Delcy Rodríguez asume la presidencia en Venezuela tras la captura de Maduro

La vicepresidenta Delcy Rodríguez jurará como presidenta de Venezuela en medio de una crisis política sin precedentes, con el nuevo chavismo obligado a gobernar bajo la influencia y vigilancia de Estados Unidos tras la captura de Nicolás Maduro.

La vicepresidenta venezolana Delcy Rodríguez asumirá formalmente la presidencia del país este lunes por orden del Tribunal Supremo de Justicia (TSJ) tras la captura del expresidente Nicolás Maduro por parte de fuerzas de Estados Unidos en un operativo militar sin precedentes. La decisión busca garantizar la continuidad del Estado en un contexto de crisis institucional y presión externa.

Rodríguez, una figura veterana del chavismo y aliada cercana de Maduro, encabezará un nuevo chavismo debilitado que deberá gobernar bajo condiciones marcadas por la intervención y los lineamientos expresados por Washington. El gobierno estadounidense ha señalado que monitoreará de cerca el rumbo político en Venezuela y condicionará su cooperación a “decisiones adecuadas”, según declaraciones de funcionarios de la Casa Blanca.

La administración republicana de Donald Trump ha dejado claro que la sobrevivencia política del chavismo estará atada a los intereses estadounidenses, en particular en materia energética, con expresiones de control sobre recursos clave como el petróleo.

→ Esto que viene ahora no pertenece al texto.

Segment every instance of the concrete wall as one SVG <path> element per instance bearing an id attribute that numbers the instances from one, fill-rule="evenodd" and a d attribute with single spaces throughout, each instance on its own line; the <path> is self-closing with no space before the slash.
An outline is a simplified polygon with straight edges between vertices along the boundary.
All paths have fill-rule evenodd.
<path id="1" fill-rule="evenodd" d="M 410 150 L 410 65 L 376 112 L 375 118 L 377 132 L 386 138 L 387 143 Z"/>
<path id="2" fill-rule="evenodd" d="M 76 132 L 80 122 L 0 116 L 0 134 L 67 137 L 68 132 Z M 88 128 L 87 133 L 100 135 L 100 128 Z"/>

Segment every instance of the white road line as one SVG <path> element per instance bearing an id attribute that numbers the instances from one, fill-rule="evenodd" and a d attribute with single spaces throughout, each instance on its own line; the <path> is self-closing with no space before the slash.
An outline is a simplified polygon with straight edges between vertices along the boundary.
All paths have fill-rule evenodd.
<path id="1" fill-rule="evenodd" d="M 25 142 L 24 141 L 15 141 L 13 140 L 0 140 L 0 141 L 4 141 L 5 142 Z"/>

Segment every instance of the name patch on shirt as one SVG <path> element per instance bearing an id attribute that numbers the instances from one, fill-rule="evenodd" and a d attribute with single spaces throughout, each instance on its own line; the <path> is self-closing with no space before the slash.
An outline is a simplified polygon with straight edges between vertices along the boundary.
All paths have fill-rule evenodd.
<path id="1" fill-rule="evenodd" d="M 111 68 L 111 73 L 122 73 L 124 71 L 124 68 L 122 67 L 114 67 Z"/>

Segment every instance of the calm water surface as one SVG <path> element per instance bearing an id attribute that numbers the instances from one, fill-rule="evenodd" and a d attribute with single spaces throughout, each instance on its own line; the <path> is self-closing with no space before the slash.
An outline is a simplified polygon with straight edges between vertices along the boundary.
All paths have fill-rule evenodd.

Trump y su equipo han advertido que mantendrán “múltiples palancas de presión” para asegurar la protección de los intereses de EE. UU. en la región.

Más allá del relevo formal, el “nuevo chavismo” ya muestra signos de transformación: ya no será el madurismo tradicional con su mezcla de retórica populista y símbolos folclóricos, sino una versión liderada por Rodríguez y su hermano, Jorge Rodríguez, quien podría ser reelecto presidente de la Asamblea Nacional, consolidando un núcleo de poder dentro de un contexto de grandes desafíos.

Delcy Rodríguez deberá navegar no solo la relación con Washington, sino también las tensiones internas dentro del chavismo y las expectativas de la oposición, que reclama transiciones democráticas más abiertas y críticas al legado de Maduro. La supervivencia del gobierno propuesto dependerá de su capacidad de articular alianzas internas y externas, mientras enfrenta una sociedad polarizada y un escenario internacional muy exigente.

La salida de Maduro y la asunción de Rodríguez marcan un hito político en Venezuela, con un cambio de liderazgo que refleja tanto la continuidad de la revolución bolivariana como su adaptación forzada a presiones internas y externas que condicionarán fuertemente la marcha del país en los próximos meses.